I’m curious now to see how she’d respond if a reporter decided to press her on the implications of that statement. When was the last time Hillary personally felt a twinge of fear upon encountering a, shall we say, demographic outlier on the streets of Chappaqua? “Oh no,” I’m sure she’d reply. “I meant other well-meaning open-minded white people would feel that way.”

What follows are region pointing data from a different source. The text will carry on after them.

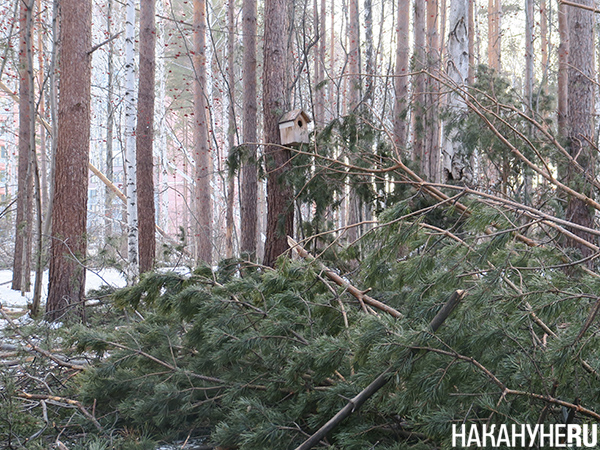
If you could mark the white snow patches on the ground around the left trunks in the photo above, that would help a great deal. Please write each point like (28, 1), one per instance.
(94, 279)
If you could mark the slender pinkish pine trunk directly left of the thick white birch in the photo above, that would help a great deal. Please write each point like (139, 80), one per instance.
(431, 166)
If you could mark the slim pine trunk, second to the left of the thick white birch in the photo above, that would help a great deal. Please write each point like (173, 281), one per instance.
(419, 80)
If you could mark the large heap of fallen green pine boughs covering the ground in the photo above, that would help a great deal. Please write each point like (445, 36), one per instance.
(261, 360)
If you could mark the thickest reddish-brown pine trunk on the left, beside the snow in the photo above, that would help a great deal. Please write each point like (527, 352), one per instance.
(69, 212)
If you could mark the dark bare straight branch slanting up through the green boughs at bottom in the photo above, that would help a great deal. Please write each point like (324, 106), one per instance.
(355, 403)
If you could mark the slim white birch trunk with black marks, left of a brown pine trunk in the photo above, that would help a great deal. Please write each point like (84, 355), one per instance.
(130, 124)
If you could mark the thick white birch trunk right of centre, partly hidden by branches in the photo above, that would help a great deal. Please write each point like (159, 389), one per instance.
(456, 163)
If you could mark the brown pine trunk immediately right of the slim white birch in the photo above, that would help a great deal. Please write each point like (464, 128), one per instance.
(145, 136)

Here’s the clip, followed by a clip of Jeb Bush rolling his eyes at the fact that Martin O’Malley felt compelled by the vanguard of leftist identity politics to apologize for saying “all lives matter” instead of “black lives matter.” You can sort of understand why they insist on the latter: The idea is that black lives are treated more cheaply than others’, especially by cops, therefore the fact that they matter needs to be emphasized, not just assumed under the umbrella of “all lives matter.” You can also understand, though, why it would seem insane to an average voter who’s not current on the latest liberal sloganeering to read a headline like, “Democrat sorry for saying ‘all lives matter.'” If Republicans insisted on something like that (imagine a social conservative being pilloried for saying “all lives matter” when discussing abortion instead of “unborn lives matter”), the media would piss itself with laughter at what an unforced communications disaster that was by the right. As it is, they couldn’t be more solemn in relaying the critiques of O’Malley. Keep circulating this Jeb Bush clip, progressives. It’s truly devastating.